Des résultats particulièrement prometteurs chez les rongeurs

Cela s’est avéré être le cas lors des premières expériences de l’équipe, testant les effets de plusieurs anticorps monoclonaux sur USAG-1 chez des souris présentant une condition congénitale caractérisée par la perte de dents, appelée agénésie dentaire. Les faibles taux de natalité et de survie observés ont obligé les chercheurs à identifier une approche plus sélective, ce qui les a conduits à un anticorps qui perturbait uniquement les interactions entre USAG-1 et BMP.

Grâce à ces expériences, l’équipe a découvert que la signalisation de BMP jouait un rôle essentiel dans la détermination du nombre de dents des souris. Dans un cas, l’administration d’une dose unique d’anticorps a même entraîné la création d’une dent entière, tandis que des expériences ultérieures sur des furets ont offert des résultats similaires.

Chez les rongeurs déficients en USAG-1, les traces d’incisives déciduales persistent et émergent en tant que dents surnuméraires — © Kyoto University / Katsu Takahashi

« Les furets sont des animaux diphyodontes dont les dents sont similaires à celles des humains », souligne Takahashi. « La prochaine étape va consister à tester les anticorps sur d’autres animaux. »
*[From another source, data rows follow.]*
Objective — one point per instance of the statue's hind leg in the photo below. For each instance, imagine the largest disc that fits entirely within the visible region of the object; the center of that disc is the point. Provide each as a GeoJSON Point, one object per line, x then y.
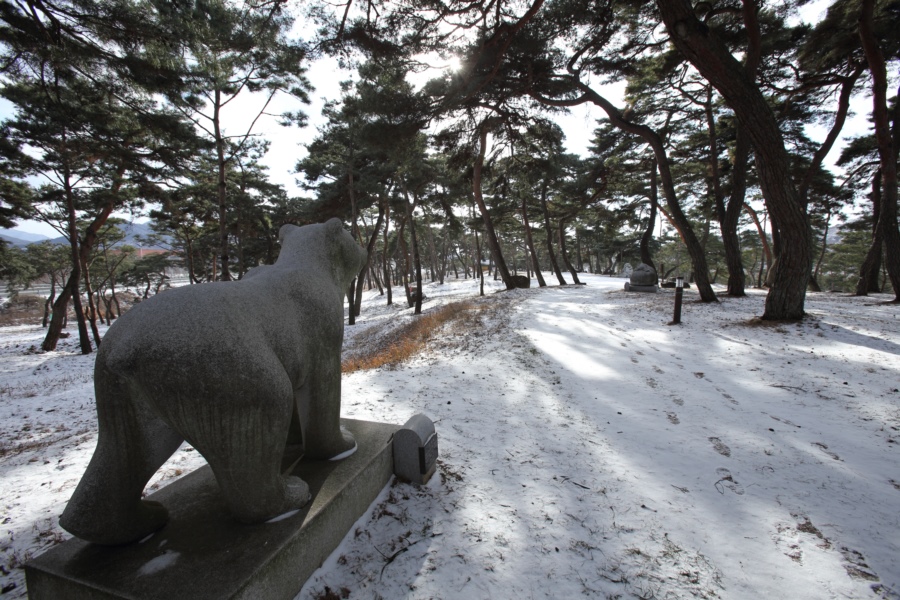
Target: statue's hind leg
{"type": "Point", "coordinates": [242, 435]}
{"type": "Point", "coordinates": [106, 507]}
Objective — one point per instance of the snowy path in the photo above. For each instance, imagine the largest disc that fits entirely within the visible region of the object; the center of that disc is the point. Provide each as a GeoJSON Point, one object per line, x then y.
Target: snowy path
{"type": "Point", "coordinates": [586, 449]}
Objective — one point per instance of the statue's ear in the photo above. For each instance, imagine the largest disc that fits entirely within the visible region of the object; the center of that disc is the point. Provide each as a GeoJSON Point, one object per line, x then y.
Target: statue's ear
{"type": "Point", "coordinates": [285, 229]}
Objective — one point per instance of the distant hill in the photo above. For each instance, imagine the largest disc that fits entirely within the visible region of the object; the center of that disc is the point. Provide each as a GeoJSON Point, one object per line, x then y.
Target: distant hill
{"type": "Point", "coordinates": [21, 238]}
{"type": "Point", "coordinates": [132, 230]}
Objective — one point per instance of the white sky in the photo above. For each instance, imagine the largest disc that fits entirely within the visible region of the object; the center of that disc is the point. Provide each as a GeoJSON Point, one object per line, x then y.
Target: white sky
{"type": "Point", "coordinates": [288, 144]}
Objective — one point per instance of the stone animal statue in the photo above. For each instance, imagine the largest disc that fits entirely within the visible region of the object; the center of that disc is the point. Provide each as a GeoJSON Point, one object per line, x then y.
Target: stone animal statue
{"type": "Point", "coordinates": [644, 274]}
{"type": "Point", "coordinates": [237, 369]}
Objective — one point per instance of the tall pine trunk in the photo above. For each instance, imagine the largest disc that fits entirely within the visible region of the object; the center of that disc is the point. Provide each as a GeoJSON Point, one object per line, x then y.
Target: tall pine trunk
{"type": "Point", "coordinates": [710, 56]}
{"type": "Point", "coordinates": [529, 241]}
{"type": "Point", "coordinates": [489, 233]}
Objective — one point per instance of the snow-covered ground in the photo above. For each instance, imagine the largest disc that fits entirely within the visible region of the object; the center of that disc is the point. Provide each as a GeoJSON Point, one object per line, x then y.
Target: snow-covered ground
{"type": "Point", "coordinates": [587, 448]}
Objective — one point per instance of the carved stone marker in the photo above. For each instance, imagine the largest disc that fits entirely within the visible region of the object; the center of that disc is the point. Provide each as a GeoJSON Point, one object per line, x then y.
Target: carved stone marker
{"type": "Point", "coordinates": [521, 281]}
{"type": "Point", "coordinates": [238, 369]}
{"type": "Point", "coordinates": [415, 450]}
{"type": "Point", "coordinates": [643, 279]}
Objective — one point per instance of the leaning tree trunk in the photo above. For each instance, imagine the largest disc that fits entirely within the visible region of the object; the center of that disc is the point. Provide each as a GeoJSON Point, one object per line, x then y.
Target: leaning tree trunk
{"type": "Point", "coordinates": [710, 56]}
{"type": "Point", "coordinates": [93, 308]}
{"type": "Point", "coordinates": [679, 220]}
{"type": "Point", "coordinates": [651, 222]}
{"type": "Point", "coordinates": [71, 291]}
{"type": "Point", "coordinates": [561, 230]}
{"type": "Point", "coordinates": [549, 232]}
{"type": "Point", "coordinates": [529, 241]}
{"type": "Point", "coordinates": [871, 267]}
{"type": "Point", "coordinates": [489, 232]}
{"type": "Point", "coordinates": [416, 258]}
{"type": "Point", "coordinates": [370, 249]}
{"type": "Point", "coordinates": [385, 259]}
{"type": "Point", "coordinates": [887, 221]}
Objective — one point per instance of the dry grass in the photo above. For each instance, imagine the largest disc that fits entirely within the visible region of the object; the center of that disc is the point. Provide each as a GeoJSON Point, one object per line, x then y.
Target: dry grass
{"type": "Point", "coordinates": [410, 338]}
{"type": "Point", "coordinates": [23, 309]}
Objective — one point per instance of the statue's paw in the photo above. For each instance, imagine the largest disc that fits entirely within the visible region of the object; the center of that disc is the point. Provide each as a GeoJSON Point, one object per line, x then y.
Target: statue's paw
{"type": "Point", "coordinates": [340, 448]}
{"type": "Point", "coordinates": [115, 530]}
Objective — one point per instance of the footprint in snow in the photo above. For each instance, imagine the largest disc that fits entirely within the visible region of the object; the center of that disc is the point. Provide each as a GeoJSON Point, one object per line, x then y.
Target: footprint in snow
{"type": "Point", "coordinates": [824, 448]}
{"type": "Point", "coordinates": [720, 447]}
{"type": "Point", "coordinates": [727, 396]}
{"type": "Point", "coordinates": [727, 481]}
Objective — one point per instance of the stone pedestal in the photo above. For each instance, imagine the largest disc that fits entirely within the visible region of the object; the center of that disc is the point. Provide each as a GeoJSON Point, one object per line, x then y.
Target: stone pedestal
{"type": "Point", "coordinates": [203, 553]}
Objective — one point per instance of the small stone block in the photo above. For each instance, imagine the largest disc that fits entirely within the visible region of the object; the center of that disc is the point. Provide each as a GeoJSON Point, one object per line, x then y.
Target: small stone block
{"type": "Point", "coordinates": [651, 289]}
{"type": "Point", "coordinates": [416, 450]}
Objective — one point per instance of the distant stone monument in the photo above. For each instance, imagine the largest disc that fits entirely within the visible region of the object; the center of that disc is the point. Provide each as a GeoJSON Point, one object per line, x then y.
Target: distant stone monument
{"type": "Point", "coordinates": [643, 279]}
{"type": "Point", "coordinates": [521, 281]}
{"type": "Point", "coordinates": [240, 370]}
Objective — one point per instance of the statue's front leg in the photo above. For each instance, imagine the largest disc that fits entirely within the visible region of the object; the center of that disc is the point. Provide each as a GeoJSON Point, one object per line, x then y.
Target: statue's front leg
{"type": "Point", "coordinates": [324, 438]}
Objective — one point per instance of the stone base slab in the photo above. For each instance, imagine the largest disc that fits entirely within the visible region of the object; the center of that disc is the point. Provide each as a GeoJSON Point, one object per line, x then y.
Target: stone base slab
{"type": "Point", "coordinates": [203, 553]}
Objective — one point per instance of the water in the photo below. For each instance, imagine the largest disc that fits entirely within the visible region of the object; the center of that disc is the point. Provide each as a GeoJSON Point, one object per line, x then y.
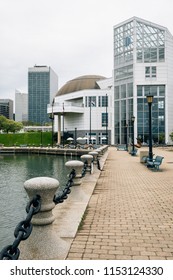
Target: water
{"type": "Point", "coordinates": [14, 171]}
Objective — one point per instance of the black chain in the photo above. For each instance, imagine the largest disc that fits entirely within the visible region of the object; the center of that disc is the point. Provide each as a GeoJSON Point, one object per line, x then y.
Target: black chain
{"type": "Point", "coordinates": [98, 164]}
{"type": "Point", "coordinates": [22, 230]}
{"type": "Point", "coordinates": [59, 198]}
{"type": "Point", "coordinates": [84, 168]}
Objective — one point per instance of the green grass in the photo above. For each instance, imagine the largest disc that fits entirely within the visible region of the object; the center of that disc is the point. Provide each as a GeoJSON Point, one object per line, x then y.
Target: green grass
{"type": "Point", "coordinates": [29, 138]}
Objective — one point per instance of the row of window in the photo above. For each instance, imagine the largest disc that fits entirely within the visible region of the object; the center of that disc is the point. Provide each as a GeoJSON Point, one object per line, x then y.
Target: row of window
{"type": "Point", "coordinates": [92, 101]}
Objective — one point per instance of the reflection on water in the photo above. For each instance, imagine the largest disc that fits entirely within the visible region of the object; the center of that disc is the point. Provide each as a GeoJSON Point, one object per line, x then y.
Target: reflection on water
{"type": "Point", "coordinates": [14, 171]}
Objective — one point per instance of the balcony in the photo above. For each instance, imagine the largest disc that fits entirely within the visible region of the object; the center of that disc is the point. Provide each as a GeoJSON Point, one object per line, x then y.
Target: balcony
{"type": "Point", "coordinates": [66, 107]}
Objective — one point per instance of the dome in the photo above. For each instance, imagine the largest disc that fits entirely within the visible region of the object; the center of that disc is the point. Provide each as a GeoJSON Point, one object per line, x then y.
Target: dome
{"type": "Point", "coordinates": [80, 83]}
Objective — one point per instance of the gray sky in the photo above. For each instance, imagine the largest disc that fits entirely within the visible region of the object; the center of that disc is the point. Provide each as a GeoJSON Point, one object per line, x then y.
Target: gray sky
{"type": "Point", "coordinates": [73, 37]}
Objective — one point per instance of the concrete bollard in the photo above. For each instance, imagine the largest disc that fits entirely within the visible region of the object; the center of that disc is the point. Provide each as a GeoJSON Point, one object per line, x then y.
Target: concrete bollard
{"type": "Point", "coordinates": [45, 187]}
{"type": "Point", "coordinates": [99, 151]}
{"type": "Point", "coordinates": [89, 159]}
{"type": "Point", "coordinates": [95, 155]}
{"type": "Point", "coordinates": [77, 165]}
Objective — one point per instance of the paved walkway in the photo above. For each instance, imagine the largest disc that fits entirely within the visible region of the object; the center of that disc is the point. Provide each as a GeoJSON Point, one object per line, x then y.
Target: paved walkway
{"type": "Point", "coordinates": [130, 213]}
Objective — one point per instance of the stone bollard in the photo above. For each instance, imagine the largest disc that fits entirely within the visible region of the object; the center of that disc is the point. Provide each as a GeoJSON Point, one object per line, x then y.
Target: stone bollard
{"type": "Point", "coordinates": [99, 151]}
{"type": "Point", "coordinates": [95, 155]}
{"type": "Point", "coordinates": [89, 159]}
{"type": "Point", "coordinates": [45, 187]}
{"type": "Point", "coordinates": [77, 165]}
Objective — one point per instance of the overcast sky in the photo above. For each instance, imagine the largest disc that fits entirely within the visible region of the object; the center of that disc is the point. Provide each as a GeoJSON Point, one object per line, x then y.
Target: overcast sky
{"type": "Point", "coordinates": [73, 37]}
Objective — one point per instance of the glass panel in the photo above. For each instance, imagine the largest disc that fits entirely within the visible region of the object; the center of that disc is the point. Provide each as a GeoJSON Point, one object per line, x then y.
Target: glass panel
{"type": "Point", "coordinates": [161, 90]}
{"type": "Point", "coordinates": [123, 91]}
{"type": "Point", "coordinates": [117, 92]}
{"type": "Point", "coordinates": [153, 71]}
{"type": "Point", "coordinates": [139, 90]}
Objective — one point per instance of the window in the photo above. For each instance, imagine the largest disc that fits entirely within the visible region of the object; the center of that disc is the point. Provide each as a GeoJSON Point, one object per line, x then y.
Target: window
{"type": "Point", "coordinates": [90, 100]}
{"type": "Point", "coordinates": [104, 119]}
{"type": "Point", "coordinates": [150, 72]}
{"type": "Point", "coordinates": [139, 90]}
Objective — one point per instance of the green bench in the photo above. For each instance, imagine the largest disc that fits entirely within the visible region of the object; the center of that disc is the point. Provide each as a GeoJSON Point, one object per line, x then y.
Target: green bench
{"type": "Point", "coordinates": [155, 163]}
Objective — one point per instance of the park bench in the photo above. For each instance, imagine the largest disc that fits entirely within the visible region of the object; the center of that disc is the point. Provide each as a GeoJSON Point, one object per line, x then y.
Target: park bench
{"type": "Point", "coordinates": [23, 145]}
{"type": "Point", "coordinates": [121, 148]}
{"type": "Point", "coordinates": [133, 152]}
{"type": "Point", "coordinates": [155, 163]}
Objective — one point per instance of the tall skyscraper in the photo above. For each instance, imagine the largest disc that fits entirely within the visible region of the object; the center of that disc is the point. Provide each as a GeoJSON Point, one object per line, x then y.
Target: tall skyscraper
{"type": "Point", "coordinates": [143, 64]}
{"type": "Point", "coordinates": [21, 106]}
{"type": "Point", "coordinates": [42, 87]}
{"type": "Point", "coordinates": [6, 108]}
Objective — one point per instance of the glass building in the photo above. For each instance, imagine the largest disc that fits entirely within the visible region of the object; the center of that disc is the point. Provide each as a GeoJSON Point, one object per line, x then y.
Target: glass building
{"type": "Point", "coordinates": [143, 63]}
{"type": "Point", "coordinates": [42, 87]}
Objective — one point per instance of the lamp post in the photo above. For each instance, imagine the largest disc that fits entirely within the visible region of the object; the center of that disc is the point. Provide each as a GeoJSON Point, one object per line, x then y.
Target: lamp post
{"type": "Point", "coordinates": [126, 137]}
{"type": "Point", "coordinates": [91, 103]}
{"type": "Point", "coordinates": [75, 137]}
{"type": "Point", "coordinates": [63, 125]}
{"type": "Point", "coordinates": [133, 137]}
{"type": "Point", "coordinates": [51, 116]}
{"type": "Point", "coordinates": [106, 119]}
{"type": "Point", "coordinates": [150, 101]}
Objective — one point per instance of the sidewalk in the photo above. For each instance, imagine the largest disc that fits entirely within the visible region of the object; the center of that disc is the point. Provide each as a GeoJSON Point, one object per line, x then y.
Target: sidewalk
{"type": "Point", "coordinates": [130, 213]}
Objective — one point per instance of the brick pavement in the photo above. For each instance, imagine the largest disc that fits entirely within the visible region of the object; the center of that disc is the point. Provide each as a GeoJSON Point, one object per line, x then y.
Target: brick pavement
{"type": "Point", "coordinates": [130, 213]}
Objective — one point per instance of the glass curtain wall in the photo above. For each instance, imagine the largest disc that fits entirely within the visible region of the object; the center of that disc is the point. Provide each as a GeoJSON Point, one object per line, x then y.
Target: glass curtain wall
{"type": "Point", "coordinates": [158, 113]}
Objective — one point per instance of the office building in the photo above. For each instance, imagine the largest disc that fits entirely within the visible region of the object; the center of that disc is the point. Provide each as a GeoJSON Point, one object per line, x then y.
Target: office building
{"type": "Point", "coordinates": [83, 108]}
{"type": "Point", "coordinates": [42, 86]}
{"type": "Point", "coordinates": [143, 64]}
{"type": "Point", "coordinates": [21, 106]}
{"type": "Point", "coordinates": [6, 108]}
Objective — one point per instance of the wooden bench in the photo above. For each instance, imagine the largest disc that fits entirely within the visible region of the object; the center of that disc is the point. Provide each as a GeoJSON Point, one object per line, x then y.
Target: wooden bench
{"type": "Point", "coordinates": [155, 163]}
{"type": "Point", "coordinates": [23, 145]}
{"type": "Point", "coordinates": [133, 152]}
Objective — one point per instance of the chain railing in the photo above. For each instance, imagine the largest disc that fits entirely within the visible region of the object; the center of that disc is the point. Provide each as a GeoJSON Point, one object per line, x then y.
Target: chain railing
{"type": "Point", "coordinates": [22, 230]}
{"type": "Point", "coordinates": [59, 198]}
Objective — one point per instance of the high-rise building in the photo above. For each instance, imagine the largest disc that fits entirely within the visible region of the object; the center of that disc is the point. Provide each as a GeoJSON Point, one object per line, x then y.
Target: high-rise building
{"type": "Point", "coordinates": [6, 108]}
{"type": "Point", "coordinates": [143, 64]}
{"type": "Point", "coordinates": [42, 87]}
{"type": "Point", "coordinates": [21, 106]}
Décrite par ses auteurs comme la première recherche à mettre en évidence les voies par lesquelles les anticorps monoclonaux peuvent favoriser la régénération des dents, celle-ci sera prochainement étendue aux porcs et aux chiens. Si des résultats aussi prometteurs sont observés, cela permettra d’envisager l’utilisation de cette approche novatrice chez l’Homme.